The argument against brand is that whoever masters the data wins, constantly optimizing programs to drive down cost of acquisition and growing customer retention. That’s a complete 180 back to the customer relationship management (CRM) origins of the web.
I would argue that brand has never mattered more, with We’s clumsy attempt at pulling the wool over investors’ eyes notwithstanding. Name a single product category in which any offering can claim meaningful and sustainable product superiority, and I’ll eat my proverbial hat.
Harry’s is happily stealing share in the shaving category with a razor that’s five generations behind current technology. Casper sells nice beds, but you can find a lot better. And Warby Parker’s glasses are not, in and of themselves, obviously better than those of either LensCrafters’ at many times the price or Zenni’s at a fraction.
Name a single product category in which any offering can claim meaningful and sustainable product superiority, and I’ll eat my proverbial hat.
Any product-level advantage a marketer enjoys is either too insignificant to convey a competitive advantage, or if it truly is a breakthrough, it’s one that will be copied in a matter of months.
We already have too many things competing for our attention. If we have to shop one company for our bed, another for our toothbrush, another for our eyeglasses, another for our cosmetics and yet another for our home-delivered meals, we are making a lot of decisions. The only way for a disruptor to win in that clutter is to create a brand that stands above the product offering itself. A brand that, in the greatest tradition of the most powerful and enduring brands of all time, stands for the emotional reasons people come to the category in the first place.
There are over a hundred startups competing with Casper to sell home-delivered mattresses. Some will find success through geographic and socioeconomic segmentation. But Casper is the one that is leading the disruption for a simple reason: even if they launched with a disruptive product, they dominate the space because they wrapped that product in a compelling and engaging brand.
So no, brands will not matter less. Because brand matters more.
But that takes us to the second question, and that’s about the staying power of brands in a DTC world.
The answer to this one is more nuanced because it starts with a simple fact: The barriers to launching a brand have never been lower. No need to start with a brick-and-mortar lease. No need to pay slotting fees. No need to own your supply chain or your marketing stack. It’s all available off the shelf, for rent.
The math on this one is simple. The likelihood of failure has grown in proportion to the decline in barriers to entry. Many more companies will try their hand and many more of them will fail big and fast.
But there is no reason to believe that intelligent brands, built on relevant purpose and speaking powerfully to what really matters to people, can’t last forever. And there are two big reasons why.
First, a direct relationship between brand and consumer has always been the holy grail of marketing. Legacy brands are disintermediated from their consumers by their customer, the retailer. By taking advantage of a direct-to-consumer relationship and the data flows that come with it, a DTC brand has endless ways to create a powerful brand experience. A personalized experience designed to engage and delight, in turn lowering the cost to acquire and retain customers.

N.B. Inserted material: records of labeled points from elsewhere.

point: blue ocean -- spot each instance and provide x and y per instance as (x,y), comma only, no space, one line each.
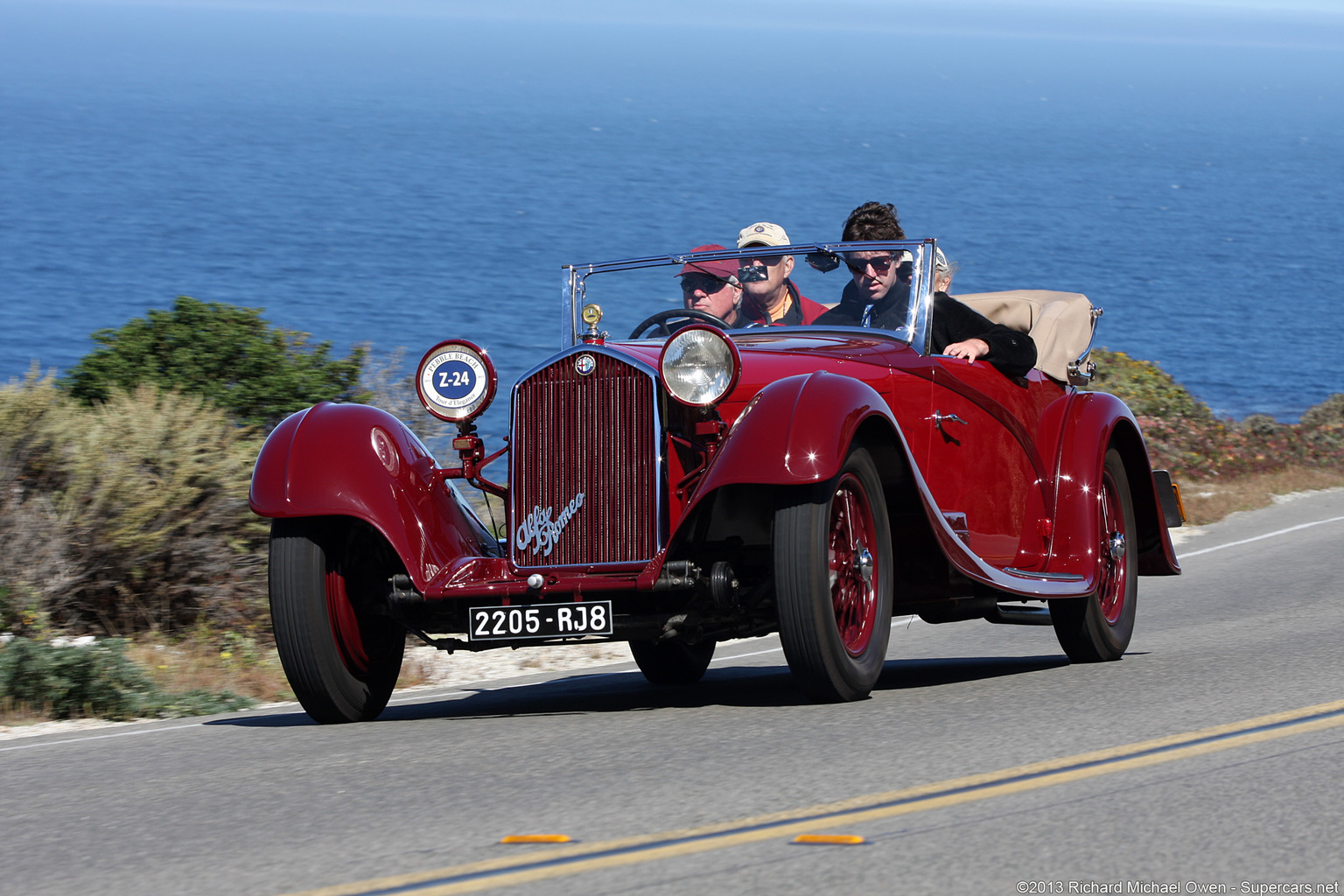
(402,172)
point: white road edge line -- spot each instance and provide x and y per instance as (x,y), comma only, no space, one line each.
(1268,535)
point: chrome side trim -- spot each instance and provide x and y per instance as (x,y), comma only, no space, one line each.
(1060,584)
(1047,577)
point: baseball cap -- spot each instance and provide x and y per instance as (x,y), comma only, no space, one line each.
(762,234)
(724,269)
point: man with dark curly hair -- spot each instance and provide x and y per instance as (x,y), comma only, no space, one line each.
(879,294)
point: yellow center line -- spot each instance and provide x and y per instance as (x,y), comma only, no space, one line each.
(495,873)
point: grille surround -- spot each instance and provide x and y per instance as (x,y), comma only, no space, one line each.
(597,434)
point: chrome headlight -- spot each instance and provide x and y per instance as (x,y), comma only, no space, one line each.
(699,364)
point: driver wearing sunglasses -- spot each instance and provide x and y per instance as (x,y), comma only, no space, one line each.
(770,296)
(879,296)
(714,288)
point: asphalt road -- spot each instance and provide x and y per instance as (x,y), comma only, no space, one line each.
(270,803)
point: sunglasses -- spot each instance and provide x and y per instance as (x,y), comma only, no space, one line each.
(862,265)
(702,284)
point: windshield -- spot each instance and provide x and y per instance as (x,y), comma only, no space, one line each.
(875,284)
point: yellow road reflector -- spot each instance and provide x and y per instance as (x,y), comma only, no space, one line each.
(835,840)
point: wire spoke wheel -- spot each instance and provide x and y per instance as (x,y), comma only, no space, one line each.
(1098,627)
(832,579)
(341,657)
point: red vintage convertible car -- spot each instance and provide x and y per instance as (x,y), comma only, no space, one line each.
(694,484)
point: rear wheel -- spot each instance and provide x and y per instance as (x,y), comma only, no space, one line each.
(832,580)
(1098,627)
(672,662)
(341,659)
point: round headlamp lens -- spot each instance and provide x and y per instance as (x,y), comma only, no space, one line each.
(699,366)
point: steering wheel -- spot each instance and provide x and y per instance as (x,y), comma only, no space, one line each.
(674,315)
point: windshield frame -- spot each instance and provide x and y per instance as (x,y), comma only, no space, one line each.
(914,332)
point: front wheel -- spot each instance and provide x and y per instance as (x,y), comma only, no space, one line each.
(672,662)
(340,657)
(1097,629)
(832,582)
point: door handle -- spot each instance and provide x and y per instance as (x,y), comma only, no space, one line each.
(940,418)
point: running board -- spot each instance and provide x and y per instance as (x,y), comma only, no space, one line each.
(1013,614)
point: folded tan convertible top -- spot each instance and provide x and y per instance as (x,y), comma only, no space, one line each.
(1060,324)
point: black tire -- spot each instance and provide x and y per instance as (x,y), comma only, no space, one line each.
(340,659)
(672,662)
(835,627)
(1098,627)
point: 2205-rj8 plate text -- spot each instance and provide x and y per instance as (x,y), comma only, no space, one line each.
(541,621)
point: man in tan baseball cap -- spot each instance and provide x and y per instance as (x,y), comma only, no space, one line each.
(767,294)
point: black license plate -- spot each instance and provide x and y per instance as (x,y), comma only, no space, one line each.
(541,621)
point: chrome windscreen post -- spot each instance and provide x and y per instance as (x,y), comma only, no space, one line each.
(920,298)
(569,306)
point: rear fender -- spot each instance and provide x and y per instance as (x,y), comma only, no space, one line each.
(351,459)
(1097,422)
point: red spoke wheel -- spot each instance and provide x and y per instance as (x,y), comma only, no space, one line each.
(1098,627)
(341,657)
(832,580)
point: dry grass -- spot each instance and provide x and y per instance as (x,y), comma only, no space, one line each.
(213,662)
(1210,500)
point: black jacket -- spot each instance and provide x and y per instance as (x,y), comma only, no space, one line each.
(1012,352)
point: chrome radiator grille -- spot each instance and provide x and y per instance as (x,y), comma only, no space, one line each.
(584,465)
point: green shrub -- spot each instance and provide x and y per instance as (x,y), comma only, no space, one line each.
(95,680)
(72,682)
(230,355)
(127,516)
(1145,387)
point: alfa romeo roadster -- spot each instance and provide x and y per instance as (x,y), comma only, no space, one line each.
(694,482)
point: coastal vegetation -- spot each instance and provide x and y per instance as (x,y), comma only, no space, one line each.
(133,575)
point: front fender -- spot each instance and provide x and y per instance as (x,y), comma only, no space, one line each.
(353,459)
(796,431)
(1100,421)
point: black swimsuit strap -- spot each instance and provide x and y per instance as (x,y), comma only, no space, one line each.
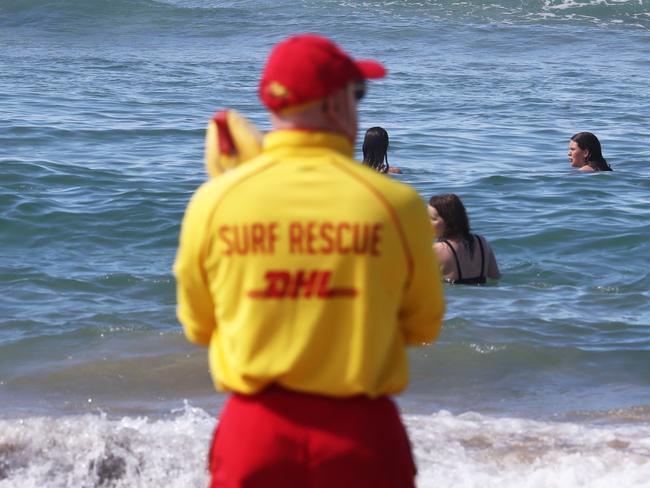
(453,251)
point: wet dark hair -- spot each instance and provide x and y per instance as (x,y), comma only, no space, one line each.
(588,141)
(452,211)
(375,149)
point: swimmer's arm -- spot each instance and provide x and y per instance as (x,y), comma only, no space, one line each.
(195,306)
(446,259)
(493,267)
(423,303)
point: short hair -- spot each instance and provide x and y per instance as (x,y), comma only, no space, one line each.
(588,141)
(375,149)
(452,211)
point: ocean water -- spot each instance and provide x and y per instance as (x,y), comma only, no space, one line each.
(539,380)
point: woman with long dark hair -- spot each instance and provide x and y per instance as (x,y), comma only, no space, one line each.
(456,247)
(585,153)
(375,150)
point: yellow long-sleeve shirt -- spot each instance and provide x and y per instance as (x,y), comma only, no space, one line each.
(306,269)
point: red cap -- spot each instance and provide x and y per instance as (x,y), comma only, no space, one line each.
(309,67)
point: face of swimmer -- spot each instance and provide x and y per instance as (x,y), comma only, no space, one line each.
(577,156)
(436,220)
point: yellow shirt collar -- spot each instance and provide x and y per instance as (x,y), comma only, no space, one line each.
(288,139)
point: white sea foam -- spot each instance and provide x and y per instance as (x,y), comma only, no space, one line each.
(472,450)
(468,450)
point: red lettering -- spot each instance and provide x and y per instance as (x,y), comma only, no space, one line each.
(223,234)
(339,237)
(311,237)
(273,236)
(295,238)
(375,240)
(241,240)
(306,284)
(326,233)
(359,241)
(257,238)
(277,284)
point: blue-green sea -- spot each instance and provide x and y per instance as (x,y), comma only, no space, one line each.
(539,380)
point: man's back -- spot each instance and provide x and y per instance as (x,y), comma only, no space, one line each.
(316,271)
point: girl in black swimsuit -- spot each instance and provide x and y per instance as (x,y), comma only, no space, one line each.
(449,218)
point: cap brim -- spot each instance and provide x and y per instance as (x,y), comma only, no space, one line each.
(370,69)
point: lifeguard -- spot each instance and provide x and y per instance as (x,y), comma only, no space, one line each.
(307,275)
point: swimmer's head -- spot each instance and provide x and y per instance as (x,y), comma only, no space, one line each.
(375,149)
(448,216)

Second, you don’t have to have the scale of a Gillette or a Luxottica. While scale still confers advantages, in most categories, you can be quite successful without having to be a unicorn. And in that world, legacy brands may not be toppled by other giants—they are just as likely to be pinned down by hordes of thriving Lilliputians.

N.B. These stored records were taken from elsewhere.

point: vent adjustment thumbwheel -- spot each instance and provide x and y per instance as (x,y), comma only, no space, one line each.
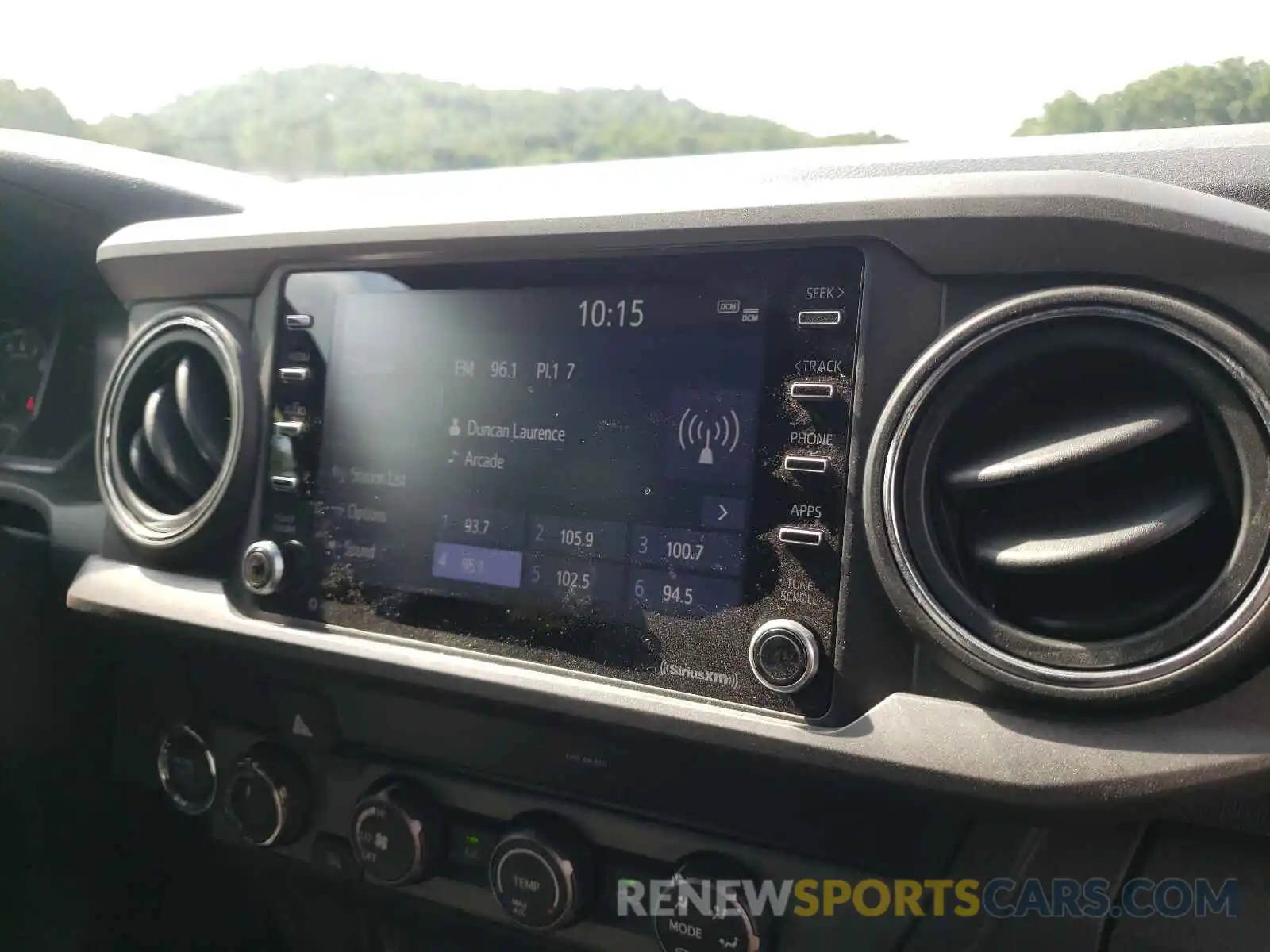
(1062,494)
(175,416)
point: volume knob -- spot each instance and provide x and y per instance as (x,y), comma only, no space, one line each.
(264,568)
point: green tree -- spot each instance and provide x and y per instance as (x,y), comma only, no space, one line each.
(1230,92)
(341,121)
(35,111)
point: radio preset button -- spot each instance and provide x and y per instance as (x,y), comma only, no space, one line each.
(819,319)
(797,536)
(806,463)
(812,391)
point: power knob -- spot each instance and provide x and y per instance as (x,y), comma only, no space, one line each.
(784,655)
(540,873)
(267,799)
(397,833)
(264,568)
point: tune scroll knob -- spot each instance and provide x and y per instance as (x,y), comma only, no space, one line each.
(540,873)
(267,799)
(397,833)
(784,655)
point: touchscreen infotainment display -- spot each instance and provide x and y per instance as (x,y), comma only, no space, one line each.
(590,450)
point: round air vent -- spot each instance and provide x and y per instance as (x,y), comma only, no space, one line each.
(171,429)
(1070,493)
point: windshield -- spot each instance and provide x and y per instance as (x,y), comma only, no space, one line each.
(300,90)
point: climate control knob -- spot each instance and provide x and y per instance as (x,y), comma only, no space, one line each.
(267,797)
(187,770)
(784,655)
(397,833)
(540,873)
(710,911)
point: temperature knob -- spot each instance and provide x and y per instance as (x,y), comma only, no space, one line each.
(397,833)
(540,873)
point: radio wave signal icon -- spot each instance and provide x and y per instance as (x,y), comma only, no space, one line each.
(722,433)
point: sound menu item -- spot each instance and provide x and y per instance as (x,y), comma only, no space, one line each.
(588,450)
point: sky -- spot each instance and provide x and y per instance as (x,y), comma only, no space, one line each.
(924,71)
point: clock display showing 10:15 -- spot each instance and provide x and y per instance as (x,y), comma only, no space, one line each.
(620,314)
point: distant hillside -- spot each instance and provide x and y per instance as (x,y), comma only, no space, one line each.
(341,121)
(1223,94)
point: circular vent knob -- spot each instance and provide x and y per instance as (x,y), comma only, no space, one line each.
(171,431)
(1064,492)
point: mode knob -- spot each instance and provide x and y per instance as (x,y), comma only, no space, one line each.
(540,873)
(267,799)
(187,770)
(264,568)
(709,911)
(397,833)
(784,655)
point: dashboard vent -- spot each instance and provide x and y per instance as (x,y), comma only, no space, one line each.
(1067,493)
(171,428)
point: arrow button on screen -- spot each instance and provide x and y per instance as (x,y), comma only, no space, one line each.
(723,513)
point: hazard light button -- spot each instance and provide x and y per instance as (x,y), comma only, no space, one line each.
(304,719)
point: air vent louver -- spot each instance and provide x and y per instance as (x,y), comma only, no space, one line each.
(1066,490)
(171,428)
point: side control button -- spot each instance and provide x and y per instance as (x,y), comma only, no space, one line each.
(812,391)
(806,463)
(290,428)
(264,568)
(819,319)
(784,655)
(333,856)
(795,536)
(470,844)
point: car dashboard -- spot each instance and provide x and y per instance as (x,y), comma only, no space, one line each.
(478,552)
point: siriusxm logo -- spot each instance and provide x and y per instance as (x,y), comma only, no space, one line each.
(679,670)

WeWork was never worth $47 billion. It was worth some premium over its leases because it offered an experience that was superior to its competitors. Just not superior enough to overcome the basic economics of shared workspace real estate. Peloton may provide enough of a sustainable user experience to not be limited by the cost of its hardware. Both represent reasonable attempts at harnessing the power of brand, albeit in categories where it can be hard to make a buck.
But in categories where there is margin to be made through disruption, be ready to see more mid-sized, personally relevant direct brands with real staying power.